Hai mai pensato o avuto occasione di lavorare in Italia?

Questo è il mio primo film da regista, tutte le esperienze precedenti sono sempre state come attore. Adesso mi sono pentito, sarei dovuto andare in Italia a vent’anni per poter migliorare il mio italiano e poter recitare anche lì, ma lavorando tanto in Germania non avevo ragione di farlo, di lasciare tutto per un anno o più per trasferirmi. Gli ultimi due, tre anni sono stati dedicati completamente al film da regista, era un passo che volevo fare da un po’ di tempo. E’ stato un tunnel che non mi ha lasciato il tempo di scrivere altro. Speriamo che il prossimo venga più facile.  

Ha già qualcosa in cantiere? Magari sull’Italia o in Italia?
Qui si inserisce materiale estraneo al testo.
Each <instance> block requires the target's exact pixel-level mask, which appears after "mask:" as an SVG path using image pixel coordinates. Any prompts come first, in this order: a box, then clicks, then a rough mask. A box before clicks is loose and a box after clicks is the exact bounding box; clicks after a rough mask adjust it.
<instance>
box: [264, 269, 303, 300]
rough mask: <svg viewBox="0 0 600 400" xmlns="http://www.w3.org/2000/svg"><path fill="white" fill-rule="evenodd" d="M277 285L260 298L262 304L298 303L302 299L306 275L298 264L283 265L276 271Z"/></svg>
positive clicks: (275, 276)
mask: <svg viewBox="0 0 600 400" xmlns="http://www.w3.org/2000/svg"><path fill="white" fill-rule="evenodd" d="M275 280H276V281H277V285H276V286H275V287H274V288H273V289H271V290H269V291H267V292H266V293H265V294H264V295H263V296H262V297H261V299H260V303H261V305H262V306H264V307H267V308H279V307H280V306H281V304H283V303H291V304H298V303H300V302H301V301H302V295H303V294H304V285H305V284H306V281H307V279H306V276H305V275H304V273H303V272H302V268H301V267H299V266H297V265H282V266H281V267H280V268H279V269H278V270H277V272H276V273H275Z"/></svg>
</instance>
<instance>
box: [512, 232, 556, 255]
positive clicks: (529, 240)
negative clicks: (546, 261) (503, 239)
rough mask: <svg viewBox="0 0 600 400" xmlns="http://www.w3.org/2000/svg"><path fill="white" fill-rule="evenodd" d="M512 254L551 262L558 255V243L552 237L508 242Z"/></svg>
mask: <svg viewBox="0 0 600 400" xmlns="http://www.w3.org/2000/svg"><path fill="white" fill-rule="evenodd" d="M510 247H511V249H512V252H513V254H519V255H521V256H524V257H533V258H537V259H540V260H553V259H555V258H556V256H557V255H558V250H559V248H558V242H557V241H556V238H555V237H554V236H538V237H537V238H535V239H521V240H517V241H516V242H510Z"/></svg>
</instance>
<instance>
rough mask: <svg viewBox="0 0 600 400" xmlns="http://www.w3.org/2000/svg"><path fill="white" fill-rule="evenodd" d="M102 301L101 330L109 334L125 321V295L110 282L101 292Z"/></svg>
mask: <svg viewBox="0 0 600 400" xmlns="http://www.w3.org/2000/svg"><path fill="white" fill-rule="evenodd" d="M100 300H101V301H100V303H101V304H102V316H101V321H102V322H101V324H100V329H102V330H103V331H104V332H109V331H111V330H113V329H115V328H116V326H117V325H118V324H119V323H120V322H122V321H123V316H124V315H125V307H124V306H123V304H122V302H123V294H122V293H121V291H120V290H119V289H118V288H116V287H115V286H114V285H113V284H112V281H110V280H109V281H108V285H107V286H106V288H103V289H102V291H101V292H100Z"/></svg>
Ho alcune cose in via di sviluppo, ma niente a breve scadenza. Mi piacerebbe però. Una delle idee è di sviluppare un tema molto discusso in Italia, quello dei lavoratori stranieri immigrati. Un tema che era anche in Solino di Fatih Akin, dove due attori tedeschi (Barnaby Metschurat e Moritz Bleibtreu) interpretavano i figli di un italiano emigrato negli anni ’70, o in Pane e cioccolata con Nino Manfredi.  

Per Labyrinth of Lies ha stretto un accordo con Universal e Sony Pictures Classic per la distribuzione in Europa e negli Usa. E in Italia?

In Italia è stato venduto alla Good Films. L’interesse è nato già a Cannes, solo grazie al trailer e al copione. 

Potrebbe essere un buon viatico per vederla lavorare anche da noi…

Dipende. Non lo so. Non credo che il cinema italiano aspetti Giulio Ricciarelli. Il cinema oggi è una torta che diventa sempre più piccola, e tutti vogliono mangiare una fetta. Ogni ora passata su facebook, ogni ora spesa a guardare in streaming sono sottratte al cinema. 

A cosa si dedicherà ora?

Ho un’idea da realizzare in Germania, ma anche una per l’Italia. Una storia che ricorda Il Postino tratta dal libro di uno scrittore italiano, ma preferisco non dire nulla.